United States: Headline inflation ticks up in April but undershoots expectations
Consumer prices rose 0.2% from the previous month in April, contrasting the 0.1% month-on-month decline recorded in March. The result undershot market analysts’ expectations of a 0.3% increase and largely reflected a 3.0% rebound in prices at the pump, which had fallen 4.9% month-on-month in March. It was also impacted by a 0.3% increase over the previous month in food prices, and a modest 0.1% rise in core consumer prices. Inflation only ticked up marginally to 2.5% in April—nevertheless a 14-month high—from 2.4% in March.
Core consumer prices, which exclude volatile items including food and energy prices, rose 0.1% from the previous month in April, decelerating slightly from March’s 0.2% increase and undershooting analysts’ prediction of a 0.2% rise. Shelter prices rose 0.3% in April (March: +0.4% month-on-month) as both rent and hotel prices posted robust gains. Price growth for medical care services moderated, while personal care services made strong month-on-month gains, and apparel prices rebounded after recording a decline in March. Conversely, prices for transportation services, new vehicles, and used cars and trucks all fell in April, with used cars and trucks recording the steepest month-on-month price decline since March 2009.
Meanwhile, core inflation was steady at March’s one-year high of 2.1%. The April core PCE inflation reading, the Federal Reserve’s preferred measure of inflation, should also remain steady.
The gradual pick-up in core inflation in recent months has been a central factor supporting the Federal Reserve’s rationale for tightening interest rates, and a closely watched indicator to predict the pace of rate hikes. While inflation is expected to accelerate further in coming months as tax cuts fuel stronger economic growth, April’s largely steady reading calmed market fears of a sustained inflation overshoot, which would force the Fed to accelerate its tightening.

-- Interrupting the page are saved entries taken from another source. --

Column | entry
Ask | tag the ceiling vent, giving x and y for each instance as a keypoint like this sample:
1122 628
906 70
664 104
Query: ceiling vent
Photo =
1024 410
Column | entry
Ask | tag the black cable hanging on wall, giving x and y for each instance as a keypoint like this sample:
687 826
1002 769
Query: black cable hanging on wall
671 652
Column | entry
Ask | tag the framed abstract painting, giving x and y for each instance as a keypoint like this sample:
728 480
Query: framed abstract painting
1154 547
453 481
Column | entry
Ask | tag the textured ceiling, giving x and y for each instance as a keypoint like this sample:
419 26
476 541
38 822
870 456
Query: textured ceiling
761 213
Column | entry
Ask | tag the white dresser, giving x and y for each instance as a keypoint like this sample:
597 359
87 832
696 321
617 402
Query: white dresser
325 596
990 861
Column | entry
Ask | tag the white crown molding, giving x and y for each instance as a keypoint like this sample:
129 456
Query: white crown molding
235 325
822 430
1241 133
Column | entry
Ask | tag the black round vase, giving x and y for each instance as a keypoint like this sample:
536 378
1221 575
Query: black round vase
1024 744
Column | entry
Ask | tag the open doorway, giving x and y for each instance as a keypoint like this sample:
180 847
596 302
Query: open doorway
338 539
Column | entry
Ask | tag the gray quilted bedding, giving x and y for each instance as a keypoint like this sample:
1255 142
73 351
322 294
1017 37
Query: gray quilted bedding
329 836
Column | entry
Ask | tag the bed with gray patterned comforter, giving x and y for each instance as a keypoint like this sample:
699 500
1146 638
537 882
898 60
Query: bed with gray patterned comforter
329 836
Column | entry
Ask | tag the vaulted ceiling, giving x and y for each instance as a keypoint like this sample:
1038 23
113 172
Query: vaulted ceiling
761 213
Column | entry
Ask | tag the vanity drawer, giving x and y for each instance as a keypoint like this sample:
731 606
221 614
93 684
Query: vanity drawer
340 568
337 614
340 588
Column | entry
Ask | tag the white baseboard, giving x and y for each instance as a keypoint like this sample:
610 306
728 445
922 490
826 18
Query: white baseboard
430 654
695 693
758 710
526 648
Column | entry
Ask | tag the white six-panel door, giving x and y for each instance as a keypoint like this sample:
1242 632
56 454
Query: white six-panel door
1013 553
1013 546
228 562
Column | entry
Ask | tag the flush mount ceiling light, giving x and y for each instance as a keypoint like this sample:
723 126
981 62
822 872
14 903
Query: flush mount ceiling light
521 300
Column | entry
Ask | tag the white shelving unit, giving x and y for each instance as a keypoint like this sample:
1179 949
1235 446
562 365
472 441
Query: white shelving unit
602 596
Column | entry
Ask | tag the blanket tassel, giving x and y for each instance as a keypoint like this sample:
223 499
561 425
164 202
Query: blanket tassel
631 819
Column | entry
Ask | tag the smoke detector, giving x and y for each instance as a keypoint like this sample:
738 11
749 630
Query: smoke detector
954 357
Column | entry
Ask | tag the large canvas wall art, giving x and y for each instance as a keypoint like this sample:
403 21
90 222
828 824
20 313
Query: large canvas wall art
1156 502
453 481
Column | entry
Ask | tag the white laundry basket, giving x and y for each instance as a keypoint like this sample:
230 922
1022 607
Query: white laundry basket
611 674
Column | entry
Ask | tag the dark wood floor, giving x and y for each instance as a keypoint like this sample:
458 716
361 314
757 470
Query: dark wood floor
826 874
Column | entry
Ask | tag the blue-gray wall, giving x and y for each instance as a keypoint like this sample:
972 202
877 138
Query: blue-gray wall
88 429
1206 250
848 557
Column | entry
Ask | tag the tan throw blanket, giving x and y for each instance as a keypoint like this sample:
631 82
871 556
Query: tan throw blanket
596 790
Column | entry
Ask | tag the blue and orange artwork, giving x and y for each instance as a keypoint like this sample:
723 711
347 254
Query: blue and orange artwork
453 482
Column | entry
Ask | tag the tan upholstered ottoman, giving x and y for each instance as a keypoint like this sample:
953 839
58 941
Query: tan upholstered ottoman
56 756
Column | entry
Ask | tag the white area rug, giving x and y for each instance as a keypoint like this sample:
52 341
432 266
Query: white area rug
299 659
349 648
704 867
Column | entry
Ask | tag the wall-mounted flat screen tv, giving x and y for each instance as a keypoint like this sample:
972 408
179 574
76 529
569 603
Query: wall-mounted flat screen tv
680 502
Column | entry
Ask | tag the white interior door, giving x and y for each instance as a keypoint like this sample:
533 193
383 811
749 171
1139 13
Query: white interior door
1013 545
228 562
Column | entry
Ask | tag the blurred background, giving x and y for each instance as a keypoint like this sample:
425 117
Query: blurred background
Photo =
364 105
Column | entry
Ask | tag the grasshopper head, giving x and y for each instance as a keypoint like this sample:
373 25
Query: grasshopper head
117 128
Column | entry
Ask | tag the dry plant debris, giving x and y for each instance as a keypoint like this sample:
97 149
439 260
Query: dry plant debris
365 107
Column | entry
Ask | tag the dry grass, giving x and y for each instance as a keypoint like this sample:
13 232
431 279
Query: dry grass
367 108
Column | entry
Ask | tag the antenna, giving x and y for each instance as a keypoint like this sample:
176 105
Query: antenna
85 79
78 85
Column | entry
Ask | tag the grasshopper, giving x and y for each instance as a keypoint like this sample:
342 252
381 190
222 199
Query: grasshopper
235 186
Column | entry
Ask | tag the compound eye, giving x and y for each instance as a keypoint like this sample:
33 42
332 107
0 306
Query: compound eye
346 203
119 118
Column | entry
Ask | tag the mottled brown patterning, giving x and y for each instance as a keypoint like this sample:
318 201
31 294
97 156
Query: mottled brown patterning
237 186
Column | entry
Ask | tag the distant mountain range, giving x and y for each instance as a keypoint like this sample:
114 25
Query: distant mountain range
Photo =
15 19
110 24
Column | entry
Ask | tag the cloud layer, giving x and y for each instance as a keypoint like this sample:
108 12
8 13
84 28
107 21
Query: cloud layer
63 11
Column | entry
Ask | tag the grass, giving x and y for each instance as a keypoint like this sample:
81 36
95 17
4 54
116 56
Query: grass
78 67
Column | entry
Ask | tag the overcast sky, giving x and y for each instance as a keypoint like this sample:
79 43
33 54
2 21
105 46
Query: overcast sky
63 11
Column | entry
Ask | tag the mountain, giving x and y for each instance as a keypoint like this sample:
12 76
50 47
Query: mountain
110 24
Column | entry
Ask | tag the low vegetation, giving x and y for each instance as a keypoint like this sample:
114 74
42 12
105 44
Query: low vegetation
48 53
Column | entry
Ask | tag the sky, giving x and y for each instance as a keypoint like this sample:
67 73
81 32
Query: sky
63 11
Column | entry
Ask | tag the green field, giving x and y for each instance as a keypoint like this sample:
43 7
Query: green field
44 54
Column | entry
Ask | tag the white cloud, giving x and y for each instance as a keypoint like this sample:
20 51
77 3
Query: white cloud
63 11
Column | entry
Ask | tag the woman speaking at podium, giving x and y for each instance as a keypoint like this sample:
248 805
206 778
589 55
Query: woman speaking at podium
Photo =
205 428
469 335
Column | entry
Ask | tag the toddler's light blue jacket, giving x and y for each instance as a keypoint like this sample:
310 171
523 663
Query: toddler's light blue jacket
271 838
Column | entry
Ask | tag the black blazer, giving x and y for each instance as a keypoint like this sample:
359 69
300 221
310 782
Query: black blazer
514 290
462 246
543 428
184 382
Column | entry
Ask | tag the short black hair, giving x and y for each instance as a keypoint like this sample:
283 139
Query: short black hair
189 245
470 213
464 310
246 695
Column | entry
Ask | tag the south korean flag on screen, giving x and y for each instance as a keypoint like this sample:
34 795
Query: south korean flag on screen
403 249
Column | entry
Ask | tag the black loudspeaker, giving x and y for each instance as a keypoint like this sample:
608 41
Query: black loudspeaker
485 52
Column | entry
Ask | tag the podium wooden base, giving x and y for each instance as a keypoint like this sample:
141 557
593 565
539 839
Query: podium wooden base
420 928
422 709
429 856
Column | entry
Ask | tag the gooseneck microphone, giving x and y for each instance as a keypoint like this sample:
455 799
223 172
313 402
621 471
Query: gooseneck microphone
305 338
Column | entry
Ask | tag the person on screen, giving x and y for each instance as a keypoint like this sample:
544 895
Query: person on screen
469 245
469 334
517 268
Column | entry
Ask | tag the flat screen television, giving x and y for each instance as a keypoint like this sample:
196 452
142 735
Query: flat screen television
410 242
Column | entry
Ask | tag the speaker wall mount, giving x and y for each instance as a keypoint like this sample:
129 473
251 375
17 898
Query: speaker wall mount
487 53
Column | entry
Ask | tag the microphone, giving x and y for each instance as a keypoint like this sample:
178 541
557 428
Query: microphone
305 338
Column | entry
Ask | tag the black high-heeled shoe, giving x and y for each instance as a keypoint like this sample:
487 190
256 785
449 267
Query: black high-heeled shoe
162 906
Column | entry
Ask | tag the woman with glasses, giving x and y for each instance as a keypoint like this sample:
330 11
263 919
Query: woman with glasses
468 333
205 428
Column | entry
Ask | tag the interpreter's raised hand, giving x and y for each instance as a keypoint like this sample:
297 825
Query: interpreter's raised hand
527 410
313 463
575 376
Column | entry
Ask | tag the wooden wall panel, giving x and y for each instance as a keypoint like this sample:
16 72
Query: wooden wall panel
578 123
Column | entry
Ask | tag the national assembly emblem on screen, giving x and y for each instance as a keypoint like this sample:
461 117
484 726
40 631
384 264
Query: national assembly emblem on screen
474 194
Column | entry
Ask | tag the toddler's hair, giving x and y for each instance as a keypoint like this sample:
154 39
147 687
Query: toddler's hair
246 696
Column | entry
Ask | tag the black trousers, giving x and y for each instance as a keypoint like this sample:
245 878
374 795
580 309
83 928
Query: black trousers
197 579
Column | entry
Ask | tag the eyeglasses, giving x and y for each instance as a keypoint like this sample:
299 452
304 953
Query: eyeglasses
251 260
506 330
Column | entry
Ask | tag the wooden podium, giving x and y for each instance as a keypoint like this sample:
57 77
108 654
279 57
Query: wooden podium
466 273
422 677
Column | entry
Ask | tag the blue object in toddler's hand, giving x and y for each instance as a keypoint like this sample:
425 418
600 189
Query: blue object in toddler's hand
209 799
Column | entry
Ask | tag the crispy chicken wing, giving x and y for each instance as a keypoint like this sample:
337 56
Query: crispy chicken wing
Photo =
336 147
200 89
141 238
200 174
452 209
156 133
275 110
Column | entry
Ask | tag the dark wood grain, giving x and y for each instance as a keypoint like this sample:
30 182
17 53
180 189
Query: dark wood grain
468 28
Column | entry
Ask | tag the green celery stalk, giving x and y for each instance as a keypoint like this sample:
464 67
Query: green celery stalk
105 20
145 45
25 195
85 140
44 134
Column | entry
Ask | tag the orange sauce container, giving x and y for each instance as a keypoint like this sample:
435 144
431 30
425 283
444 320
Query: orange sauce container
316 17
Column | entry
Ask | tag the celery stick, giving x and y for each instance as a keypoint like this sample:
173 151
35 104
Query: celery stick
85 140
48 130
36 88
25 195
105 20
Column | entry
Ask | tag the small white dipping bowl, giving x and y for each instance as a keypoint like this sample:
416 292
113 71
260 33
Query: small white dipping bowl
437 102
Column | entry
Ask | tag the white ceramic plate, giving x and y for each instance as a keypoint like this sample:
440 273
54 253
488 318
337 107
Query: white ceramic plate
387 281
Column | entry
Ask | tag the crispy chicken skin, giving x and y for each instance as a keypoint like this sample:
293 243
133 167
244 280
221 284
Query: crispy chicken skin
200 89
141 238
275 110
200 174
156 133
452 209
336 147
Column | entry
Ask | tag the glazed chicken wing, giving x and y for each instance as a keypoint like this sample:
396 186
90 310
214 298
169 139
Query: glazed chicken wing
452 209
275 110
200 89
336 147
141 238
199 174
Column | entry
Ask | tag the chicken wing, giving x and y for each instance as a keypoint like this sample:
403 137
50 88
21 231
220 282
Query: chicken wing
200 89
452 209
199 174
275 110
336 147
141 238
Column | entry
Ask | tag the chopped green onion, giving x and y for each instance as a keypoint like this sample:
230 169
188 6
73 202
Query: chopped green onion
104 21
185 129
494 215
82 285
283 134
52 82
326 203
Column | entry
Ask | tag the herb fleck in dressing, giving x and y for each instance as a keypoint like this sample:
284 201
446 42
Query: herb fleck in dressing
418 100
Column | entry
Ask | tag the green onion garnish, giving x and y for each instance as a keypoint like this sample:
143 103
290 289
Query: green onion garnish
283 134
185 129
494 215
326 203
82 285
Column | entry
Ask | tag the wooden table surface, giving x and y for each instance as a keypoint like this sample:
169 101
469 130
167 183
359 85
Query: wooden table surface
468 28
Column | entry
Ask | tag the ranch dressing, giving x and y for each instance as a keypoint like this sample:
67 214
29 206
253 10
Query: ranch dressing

The FOMC is expected to raise interest rates by 25 basis points, to between 1.75% and 2.00%, at its next meeting on 12–13 June. Beyond that point, analysts are still split on whether to expect one or two more rate additional hikes this year, and the April data does not seem to add credence to the more hawkish scenario. Furthermore, recent episodes of financial volatility and threats of protectionist policies pose sizeable risks to the economic outlook and could force the Fed to recalibrate the pace of rate hikes.